"Even now,” declares the LORD, "return to me with all your heart, with fasting and weeping and mourning.
Rend your heart and not your garments."
(Joel 2:12-13)


Saturday, March 19, 2011

reflections on my 21 day fast

Reflections On My 21 Day Fast

I have been off my fast now for almost a month. Yet it, as fasts will do, impacts me greatly.

Fourteen years ago, I went on a thirty day fast. It was just one month out of the past fourteen years. Yet, to this day, I see the impact it had on my life.

For one thing, I no longer taste my food while I am cooking. I cooked for a number of people the whole time I was fasting, but, of course, I couldn’t taste anything without breaking the fast. So I quit tasting stuff, and to this day, still have trouble remembering to do so.

The same with this one. I was on the fast this time for twenty-one days. I drank what I wanted, but didn’t drink much with sugar in it.

I lost over fifty pounds on the twenty-one day fast. Twenty of that has come back in just general living. But I had been on the Atkins diet for a couple of months before, so this probably sped up the weight loss.

But it came at a price. I was cold the entire time (it was February, which didn’t help me much warmth-wise), I had a runny nose, my back hurt, I had tremendous bowel distress along with  a weird kind of diarrhea and I had a lot of severe muscle cramps. It was not enjoyable.

But with the help of God I did it. I know he had to be there for it to have been done in the first place.

Yesterday I went to the doctor for a check-up. The nurse and then the doctor noticed right away that I was thirty pounds down from a couple of months ago. Both asked why. I told them about the fast. You could tell that the nurse was having trouble processing it. She finally asked, what do you eat on a fast? I replied, nothing. That is why it is called a fast.

The doctor was fascinated by it, that someone would voluntarily go without eating for three weeks.

They didn’t really understand why I had done it and I had trouble telling them in a way that they could understand.

But I learned some things. For the next several days, I am going to talk about what I learned on my fast. If I had learned nothing, it would have been worthless. I believe that it was not.

So here goes.

What I learned in a physical sense from my fast.

1. I learned again what hunger is. There were several times near the end when I was truly hungry. You can always tell the difference between real hunger and mouth hunger. Mouth hunger wants a pizza or grilled cheese sandwich. Real hunger will look at almost anything as desirable. Real hunger will eat anything. Several times at night, I felt a almost desperate need for food. It is not normal, after all, for a person to go without eating. Americans are so well fed that a person can go two weeks before the first real hunger pangs can set in. I feel for the children in bad circumstances that have to go to sleep with hunger pangs. Mine was different, of course, I chose mine. They did not.
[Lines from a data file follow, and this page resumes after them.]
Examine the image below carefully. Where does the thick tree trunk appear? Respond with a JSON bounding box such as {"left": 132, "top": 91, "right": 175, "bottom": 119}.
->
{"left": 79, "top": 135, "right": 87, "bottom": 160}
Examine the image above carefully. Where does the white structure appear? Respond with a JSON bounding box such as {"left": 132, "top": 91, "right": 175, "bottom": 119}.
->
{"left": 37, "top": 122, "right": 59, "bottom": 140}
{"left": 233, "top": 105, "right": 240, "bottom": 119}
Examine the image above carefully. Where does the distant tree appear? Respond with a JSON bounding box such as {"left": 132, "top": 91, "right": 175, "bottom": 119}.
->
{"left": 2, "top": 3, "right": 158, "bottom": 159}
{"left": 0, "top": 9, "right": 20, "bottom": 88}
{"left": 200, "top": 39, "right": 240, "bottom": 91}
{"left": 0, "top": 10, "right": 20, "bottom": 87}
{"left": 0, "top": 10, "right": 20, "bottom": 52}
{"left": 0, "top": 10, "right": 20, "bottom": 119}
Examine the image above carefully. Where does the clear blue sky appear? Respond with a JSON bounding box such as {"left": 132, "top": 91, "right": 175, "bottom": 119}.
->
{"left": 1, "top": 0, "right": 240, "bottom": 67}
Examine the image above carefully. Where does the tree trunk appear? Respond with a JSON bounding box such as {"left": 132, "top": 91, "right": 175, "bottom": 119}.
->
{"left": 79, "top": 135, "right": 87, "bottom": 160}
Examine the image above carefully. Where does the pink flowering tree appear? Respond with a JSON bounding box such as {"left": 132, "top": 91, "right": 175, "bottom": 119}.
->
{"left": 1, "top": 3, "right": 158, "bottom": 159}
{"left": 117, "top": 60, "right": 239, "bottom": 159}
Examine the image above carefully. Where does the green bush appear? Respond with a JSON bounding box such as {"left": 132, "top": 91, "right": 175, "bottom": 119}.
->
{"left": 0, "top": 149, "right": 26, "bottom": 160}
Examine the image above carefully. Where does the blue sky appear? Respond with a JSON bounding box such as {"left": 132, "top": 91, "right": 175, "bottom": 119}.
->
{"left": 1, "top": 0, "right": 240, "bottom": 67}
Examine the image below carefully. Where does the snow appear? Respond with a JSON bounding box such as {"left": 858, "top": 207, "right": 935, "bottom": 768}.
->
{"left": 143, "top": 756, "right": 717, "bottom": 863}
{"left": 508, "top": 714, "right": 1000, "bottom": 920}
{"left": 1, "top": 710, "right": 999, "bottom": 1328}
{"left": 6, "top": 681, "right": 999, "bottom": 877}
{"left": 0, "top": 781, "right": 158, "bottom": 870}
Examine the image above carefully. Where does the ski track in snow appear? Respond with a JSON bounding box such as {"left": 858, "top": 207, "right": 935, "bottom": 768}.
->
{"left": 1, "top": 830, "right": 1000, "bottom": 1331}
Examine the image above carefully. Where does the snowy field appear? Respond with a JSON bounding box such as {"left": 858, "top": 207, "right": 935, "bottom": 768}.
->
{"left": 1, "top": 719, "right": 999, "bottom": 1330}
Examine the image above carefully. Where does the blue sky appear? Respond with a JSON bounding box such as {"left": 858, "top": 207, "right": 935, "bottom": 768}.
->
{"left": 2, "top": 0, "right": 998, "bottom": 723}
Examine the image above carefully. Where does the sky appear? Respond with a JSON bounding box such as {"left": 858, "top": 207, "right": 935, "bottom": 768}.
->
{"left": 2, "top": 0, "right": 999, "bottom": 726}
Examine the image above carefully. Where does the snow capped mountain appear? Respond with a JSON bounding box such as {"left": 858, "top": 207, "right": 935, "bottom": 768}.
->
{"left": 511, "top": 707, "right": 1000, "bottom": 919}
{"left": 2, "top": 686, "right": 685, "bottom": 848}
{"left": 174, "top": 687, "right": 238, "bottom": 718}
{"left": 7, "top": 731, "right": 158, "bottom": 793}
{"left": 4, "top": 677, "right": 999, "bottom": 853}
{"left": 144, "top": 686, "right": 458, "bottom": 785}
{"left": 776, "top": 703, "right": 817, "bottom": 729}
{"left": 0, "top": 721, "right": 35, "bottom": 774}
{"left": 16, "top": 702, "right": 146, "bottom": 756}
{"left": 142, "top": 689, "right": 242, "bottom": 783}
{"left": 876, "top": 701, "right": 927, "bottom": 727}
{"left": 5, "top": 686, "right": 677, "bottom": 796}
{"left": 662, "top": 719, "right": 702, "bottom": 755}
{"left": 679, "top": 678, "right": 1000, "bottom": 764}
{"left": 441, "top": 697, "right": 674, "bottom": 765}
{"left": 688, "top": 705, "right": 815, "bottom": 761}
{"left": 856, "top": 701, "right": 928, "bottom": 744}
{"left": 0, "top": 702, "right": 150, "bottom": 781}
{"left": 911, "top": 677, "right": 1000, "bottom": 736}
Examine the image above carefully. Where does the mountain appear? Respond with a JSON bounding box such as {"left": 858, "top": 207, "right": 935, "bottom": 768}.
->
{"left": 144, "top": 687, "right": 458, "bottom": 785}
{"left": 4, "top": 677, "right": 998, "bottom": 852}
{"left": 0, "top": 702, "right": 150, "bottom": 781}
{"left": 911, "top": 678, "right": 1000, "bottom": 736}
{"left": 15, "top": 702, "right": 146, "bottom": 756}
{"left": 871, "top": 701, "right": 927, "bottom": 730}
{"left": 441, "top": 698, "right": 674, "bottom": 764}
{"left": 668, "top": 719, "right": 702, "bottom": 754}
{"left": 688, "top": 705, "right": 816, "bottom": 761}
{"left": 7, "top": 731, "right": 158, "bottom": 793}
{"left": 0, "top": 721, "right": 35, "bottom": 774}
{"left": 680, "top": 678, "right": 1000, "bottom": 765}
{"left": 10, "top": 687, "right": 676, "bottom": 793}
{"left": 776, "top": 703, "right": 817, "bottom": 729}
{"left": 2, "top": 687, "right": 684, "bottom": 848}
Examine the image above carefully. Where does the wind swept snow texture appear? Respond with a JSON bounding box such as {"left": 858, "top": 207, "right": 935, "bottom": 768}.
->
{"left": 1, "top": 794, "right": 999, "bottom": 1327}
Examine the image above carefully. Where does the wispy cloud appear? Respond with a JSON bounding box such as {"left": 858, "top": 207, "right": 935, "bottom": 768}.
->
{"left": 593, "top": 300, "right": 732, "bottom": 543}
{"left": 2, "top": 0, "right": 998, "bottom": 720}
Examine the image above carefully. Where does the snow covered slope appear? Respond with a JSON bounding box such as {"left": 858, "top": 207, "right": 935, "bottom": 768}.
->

2. I learned what it means to do without. In a fast you do without something that is so basic that you many times do not even think about it. You go into a well stocked pantry, which I have, and take nothing for yourself. You invite people over for supper and eat nothing. You are sitting and watching a movie and eat nothing. You do without. This tends to make you realize that most of the stuff you have is not really all that important. I always admired the guys who could live in a room with little or nothing. I think I could. I would not put Ella through that, but I could do it. The stuff I own is not that important.

3. I lost a lot of muscle tissue. I was afraid I would, but I couldn’t exercise for the muscle cramping. So that meant I lost a lot of muscle. I did this back in 1997 too and took a while to get it back. The same seems to be so this time too. Since I always liked being a big strong man, this kind of hits me below the belt.

4. I learned loneliness. There is a camaraderie that comes from eating with others. That is totally missing in a fast. On the last fast, as well as this one, I stood in a grocery store buying food for my wife and for some guests that were coming for a prayer night. As I stood there in the midst of American plenty, something that almost looks like a warehouse for gluttony, I knew I was the only person in that place who had not eaten for several weeks.  You are alone in what you are doing.

5. I learned that people’s perceptions of you are changed. Others see you as weird. The guy isn’t eating. How can you not eat at all? Something isn’t normal with this. We are worried about you and don’t want you to get sick. What is the first thing you are going to eat? After a couple of weeks, people get a little scared of you. You are accomplishing something that they could never even think about doing. And they are afraid of what you are doing and by extension, you. It sets you apart.

I will have more later as I process this. I came off the diet to my father’s death and the funeral. We drove nine hours there and nine back. I came off my fast to a counter full of cake and stuff that people had brought to us out of love. It was a hard way to come off a fast. You really need to do so easily, but I was not able to.

But all in all, it was a good fast. And I intend to do a similar fast sometime soon.